Reader Libraries Dependency
OpenSlideReader OpenSlide ???
DICOMReader wsidicom, pydicom numpy, Pillow
BioformatReader python-bioformats javabridge, JVM
choosehappy commented 1 year ago

Yup, this looks to be inline with what i was thinking, thanks! top priority is the dicom component (using wsidicom), and then we can regroup on the other components

CielAl commented 1 year ago

Yup, this looks to be inline with what i was thinking, thanks! top priority is the dicom component (using wsidicom), and then we can regroup on the other components

Might be similar to https://github.com/choosehappy/HistoQC/pull/221 (fork deleted sadly). image

Since libraries like wsidicomizer and TiffSlide mostly mimic the interface of openslide, it is possible to simply encapsulate the osh object (currently the openslide handle) as a into a base class while providing a unified set of interfaces for methods such as read_region, and provide a factory method to instantiate the handle correspondingly. This way, the modification of class BaseImage and other modules could be minimized (the osh is deeply coupled within most of the qc modules).

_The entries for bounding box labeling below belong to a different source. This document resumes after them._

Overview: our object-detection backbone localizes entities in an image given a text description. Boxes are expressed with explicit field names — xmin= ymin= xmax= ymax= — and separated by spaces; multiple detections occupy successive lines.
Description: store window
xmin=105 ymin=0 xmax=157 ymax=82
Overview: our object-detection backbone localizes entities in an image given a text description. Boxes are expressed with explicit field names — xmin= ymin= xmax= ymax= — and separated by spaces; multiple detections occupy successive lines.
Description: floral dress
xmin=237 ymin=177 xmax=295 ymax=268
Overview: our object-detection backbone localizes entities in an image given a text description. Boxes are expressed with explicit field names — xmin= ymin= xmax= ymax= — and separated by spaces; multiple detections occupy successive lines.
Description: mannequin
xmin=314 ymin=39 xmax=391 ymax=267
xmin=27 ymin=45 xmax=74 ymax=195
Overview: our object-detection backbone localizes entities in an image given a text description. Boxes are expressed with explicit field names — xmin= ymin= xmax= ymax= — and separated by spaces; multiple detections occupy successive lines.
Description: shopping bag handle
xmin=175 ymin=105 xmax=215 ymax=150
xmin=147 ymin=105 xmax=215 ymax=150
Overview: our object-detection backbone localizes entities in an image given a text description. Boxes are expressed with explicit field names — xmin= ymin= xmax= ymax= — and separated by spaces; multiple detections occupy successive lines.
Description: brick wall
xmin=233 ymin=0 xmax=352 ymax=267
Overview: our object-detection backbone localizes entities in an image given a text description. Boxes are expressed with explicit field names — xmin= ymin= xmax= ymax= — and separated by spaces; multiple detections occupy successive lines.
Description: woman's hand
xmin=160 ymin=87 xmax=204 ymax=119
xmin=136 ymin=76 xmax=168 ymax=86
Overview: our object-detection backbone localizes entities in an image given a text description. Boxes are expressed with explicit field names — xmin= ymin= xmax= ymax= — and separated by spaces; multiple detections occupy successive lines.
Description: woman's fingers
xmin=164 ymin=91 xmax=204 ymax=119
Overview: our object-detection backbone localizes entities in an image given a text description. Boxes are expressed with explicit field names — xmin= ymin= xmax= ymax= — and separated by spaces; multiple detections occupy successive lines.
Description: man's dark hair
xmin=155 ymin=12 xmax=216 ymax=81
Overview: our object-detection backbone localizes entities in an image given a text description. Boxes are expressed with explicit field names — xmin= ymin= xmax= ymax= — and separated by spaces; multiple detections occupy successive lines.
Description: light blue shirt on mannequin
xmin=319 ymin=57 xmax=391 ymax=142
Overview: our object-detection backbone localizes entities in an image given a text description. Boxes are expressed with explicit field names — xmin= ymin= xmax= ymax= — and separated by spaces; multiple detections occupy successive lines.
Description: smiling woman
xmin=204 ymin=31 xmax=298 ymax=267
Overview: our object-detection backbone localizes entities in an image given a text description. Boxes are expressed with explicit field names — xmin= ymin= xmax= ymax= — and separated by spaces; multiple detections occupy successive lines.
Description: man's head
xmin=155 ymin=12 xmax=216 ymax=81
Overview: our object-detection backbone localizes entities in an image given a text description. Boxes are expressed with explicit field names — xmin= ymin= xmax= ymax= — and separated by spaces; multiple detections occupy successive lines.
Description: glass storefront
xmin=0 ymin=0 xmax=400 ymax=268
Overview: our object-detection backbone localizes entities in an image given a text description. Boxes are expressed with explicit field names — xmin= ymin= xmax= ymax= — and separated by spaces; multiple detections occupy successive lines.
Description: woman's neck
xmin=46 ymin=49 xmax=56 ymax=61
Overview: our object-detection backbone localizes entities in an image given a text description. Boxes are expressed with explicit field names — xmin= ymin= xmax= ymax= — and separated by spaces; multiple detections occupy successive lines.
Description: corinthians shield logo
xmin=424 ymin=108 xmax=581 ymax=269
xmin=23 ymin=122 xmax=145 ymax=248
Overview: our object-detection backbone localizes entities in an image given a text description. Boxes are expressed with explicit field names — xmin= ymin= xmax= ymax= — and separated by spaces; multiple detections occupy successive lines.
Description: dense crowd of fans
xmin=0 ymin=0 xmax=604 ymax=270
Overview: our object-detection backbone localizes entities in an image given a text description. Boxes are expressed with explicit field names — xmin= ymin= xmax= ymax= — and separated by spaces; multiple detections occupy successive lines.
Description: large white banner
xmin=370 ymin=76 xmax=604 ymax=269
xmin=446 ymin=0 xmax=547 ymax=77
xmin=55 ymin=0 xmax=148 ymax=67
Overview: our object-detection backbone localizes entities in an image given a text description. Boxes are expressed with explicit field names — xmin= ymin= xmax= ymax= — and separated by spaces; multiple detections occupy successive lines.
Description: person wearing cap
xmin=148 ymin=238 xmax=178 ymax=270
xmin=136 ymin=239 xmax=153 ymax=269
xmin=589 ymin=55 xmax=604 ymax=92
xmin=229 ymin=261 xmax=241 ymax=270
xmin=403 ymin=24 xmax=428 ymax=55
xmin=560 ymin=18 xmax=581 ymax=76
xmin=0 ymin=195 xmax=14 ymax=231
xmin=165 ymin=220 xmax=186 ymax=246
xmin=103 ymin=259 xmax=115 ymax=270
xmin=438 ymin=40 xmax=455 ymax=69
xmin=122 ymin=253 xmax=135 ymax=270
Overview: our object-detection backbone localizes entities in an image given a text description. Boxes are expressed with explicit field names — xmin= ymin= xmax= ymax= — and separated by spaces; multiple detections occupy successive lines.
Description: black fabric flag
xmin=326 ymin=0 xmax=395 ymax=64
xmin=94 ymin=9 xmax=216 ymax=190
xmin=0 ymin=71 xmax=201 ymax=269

Note that how meta info is stored may be different across each library (for slides that are not supported by openslide) and therefore it may not be trivial to simply implement osh.properties to adapt functions like getMag.

jacksonjacobs1 commented 1 year ago

Openslide has now incorporated DICOM support: https://openslide.org/news/.

Let's keep an eye on this. The latest openslide version is currently available via ppa repository only. Once the ubuntu repository is updated, consider allowing openslide to handle dicom images natively instead of using wsidicom with a custom DICOM handle.

CielAl commented 1 year ago

Openslide has now incorporated DICOM support: https://openslide.org/news/.

Let's keep an eye on this. The latest openslide version is currently available via ppa repository only. Once the ubuntu repository is updated, consider allowing openslide to handle dicom images natively instead of using wsidicom with a custom DICOM handle.

Customization of cache is also intriguing as it directly affects how fast functions like read_region can perform. But it may also be nice to make the choice of image backend optional similar to QuPath does - therefore users may choose based on what's the best for their own environment from as many options as possible, and it is always beneficial to remove the direct coupling between qc modules and openslide APIs anyway.

DanielaSchacherer commented 7 months ago

Hi everyone, while I was trying to use HistoQC on DICOM files, I stumbled across this Issue and was wondering what the current status is.

To my knowledge Openslide 4.0.0 and at least the latest version OpenSlide Python 1.3.1 can read DICOM files as stated here and here. I could only find an older version of OpenSlide Python in your code. Do you plan to update the version anytime soon or switch to bioformats/wsidicom at some point?

Best wishes, Daniela

CielAl commented 7 months ago

Hi everyone,

while I was trying to use HistoQC on DICOM files, I stumbled across this Issue and was wondering what the current status is.

To my knowledge Openslide 4.0.0 and at least the latest version OpenSlide Python 1.3.1 can read DICOM files as stated here and here.

I could only find an older version of OpenSlide Python in your code. Do you plan to update the version anytime soon or switch to bioformats/wsidicom at some point?

Best wishes,

Daniela

Update your openslide binary to 4.0.0 (if Windows then you also need to place the binaries in the bin folder we created under the histoqc path), and the openslide-python wrapper may work. New openslide does not break any back port compatibility iirc.